Them Crooked Vultures
It’s hardly surprising that Them Crooked Vultures’ music splits the difference between grunge, hard rock and prog. Consisting of the Foo Fighters’ Dave Grohl, Led Zeppelin’s John Paul Jones and Queens of the Stone Age’s Josh Homme (with guitarist Alain Johannes included in the touring band), the group performed their first gig in August 2009, before embarking on a hugely successful world tour. A 2009 single, “New Fang,” was quickly followed by the release of Them Crooked Vultures’ self-titled debut album in September of that same year. Earlier this month (November 2011), Johannes confirmed that the group has plans to record a second studio disc.
Although frontman Sammy Hagar brushes aside the “supergroup” designation, it’s hard to deny that a band that includes Hagar, Van Halen’s Michael Anthony, Red Hot Chili Peppers’ Chad Smith and shredder extraordinaire Joe Satriani is exactly that. Springing to life in a jam session at Hagar’s club in Cabo Wabo, Mexico, Chickenfoot released their debut album in 2009, and have garnered raves from critics and fans. Having refined their chemistry on the road, the group have gone on to release a second album, titled Chickenfoot III. “We decided to skip making a second album,” Hagar jokingly explained, during an interview on VH1 Classic’s That Metal Show.
Crosby, Stills, Nash & Young
Rising from the ashes of The Byrds, The Hollies and Buffalo Springfield, the teaming of David Crosby, Stephen Stills, Graham Nash and Neil Young yielded music remarkable for its sweeping influence on American music and American culture. Having already recorded an album as a trio, Crosby, Stills and Nash brought in Young as an equal partner just in time to make a splash at the 1969 Woodstock Festival. Despite their small body of work as a quartet – nearly 20 years passed before CSN&Y recorded a studio follow-up to their 1970 debut – the band remains legendary for their intricate vocal harmonies and their stylistic range.

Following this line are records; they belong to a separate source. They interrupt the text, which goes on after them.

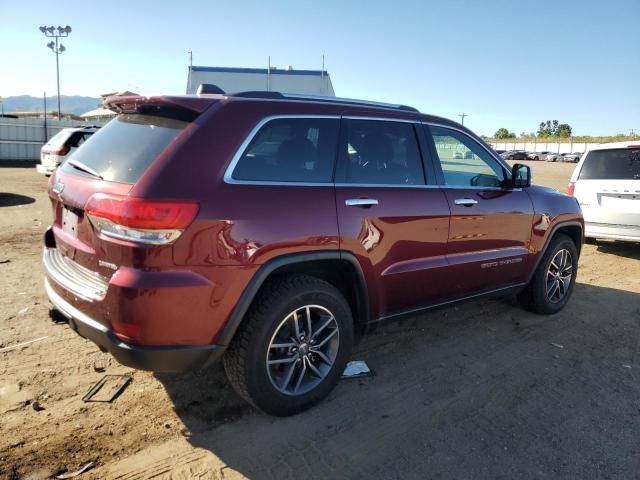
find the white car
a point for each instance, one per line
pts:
(606, 183)
(537, 155)
(553, 157)
(61, 146)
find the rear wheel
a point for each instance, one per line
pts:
(292, 347)
(553, 282)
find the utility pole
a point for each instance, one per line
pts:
(322, 77)
(269, 73)
(57, 49)
(190, 69)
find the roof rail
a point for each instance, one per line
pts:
(318, 98)
(208, 89)
(259, 94)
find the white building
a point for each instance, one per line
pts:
(233, 80)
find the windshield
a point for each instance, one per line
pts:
(122, 150)
(59, 138)
(617, 164)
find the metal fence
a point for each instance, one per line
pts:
(22, 138)
(541, 146)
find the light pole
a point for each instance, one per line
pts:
(57, 49)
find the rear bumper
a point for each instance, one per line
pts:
(154, 358)
(628, 233)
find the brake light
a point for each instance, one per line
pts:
(155, 222)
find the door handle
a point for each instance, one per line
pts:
(467, 202)
(361, 202)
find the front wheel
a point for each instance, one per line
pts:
(292, 347)
(552, 284)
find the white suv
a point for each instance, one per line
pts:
(61, 146)
(606, 183)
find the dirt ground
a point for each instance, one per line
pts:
(482, 390)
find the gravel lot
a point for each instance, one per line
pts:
(482, 390)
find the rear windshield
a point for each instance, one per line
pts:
(123, 149)
(618, 164)
(59, 138)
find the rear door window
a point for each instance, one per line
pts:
(380, 153)
(124, 148)
(291, 150)
(464, 162)
(614, 164)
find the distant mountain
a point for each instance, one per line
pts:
(68, 104)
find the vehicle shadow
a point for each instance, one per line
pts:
(14, 199)
(621, 249)
(482, 390)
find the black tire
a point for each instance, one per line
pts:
(245, 361)
(534, 297)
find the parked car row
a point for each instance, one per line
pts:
(546, 156)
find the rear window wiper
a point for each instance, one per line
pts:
(84, 168)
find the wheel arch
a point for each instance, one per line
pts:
(340, 269)
(573, 229)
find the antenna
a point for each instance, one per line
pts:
(269, 73)
(190, 68)
(322, 77)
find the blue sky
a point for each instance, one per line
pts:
(506, 64)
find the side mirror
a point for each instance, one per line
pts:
(520, 176)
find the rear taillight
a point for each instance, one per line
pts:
(154, 222)
(571, 188)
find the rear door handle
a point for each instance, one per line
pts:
(467, 202)
(361, 202)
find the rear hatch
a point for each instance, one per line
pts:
(608, 186)
(97, 225)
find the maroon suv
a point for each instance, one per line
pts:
(269, 231)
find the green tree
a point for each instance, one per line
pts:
(563, 130)
(503, 133)
(553, 128)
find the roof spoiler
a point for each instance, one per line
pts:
(134, 104)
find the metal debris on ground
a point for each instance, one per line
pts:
(356, 369)
(23, 344)
(121, 382)
(64, 476)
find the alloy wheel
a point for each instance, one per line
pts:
(559, 275)
(302, 350)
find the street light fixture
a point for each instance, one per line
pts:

Formed in 1973, Bad Company generated a tremendous buzz among rock fans when they announced their lineup would include former Free members Paul Rodgers and Simon Kirke, ex-King Crimson bassist Boz Burrell and former Mott the Hoople guitarist Mick Ralphs. As the first band signed to Led Zeppelin’s Swan Song imprint, the group struck gold right away with their self-titled debut album. A supergroup with staying power, Bad Company’s original lineup released six albums together, scoring such hits as “Can’t Get Enough,” “Feel Like Makin’ Love” and “Shooting Star.” Various incarnations of the band have carried on to this day.
In contrast to their relatively brief period together – the group disbanded after a little more than two years – Cream’s influence and enduring legacy have been monumental. Formed in 1966, the power trio of Eric Clapton, Jack Bruce and Ginger Baker journeyed through incendiary blues, searing hard rock and melody-driven (though still hard-hitting) psychedelia. Tracks such as “Sunshine of Your Love” and “White Room” helped pave the way for Led Zeppelin, Deep Purple and similarly heavy bands that emerged at the dawn of the ’70s.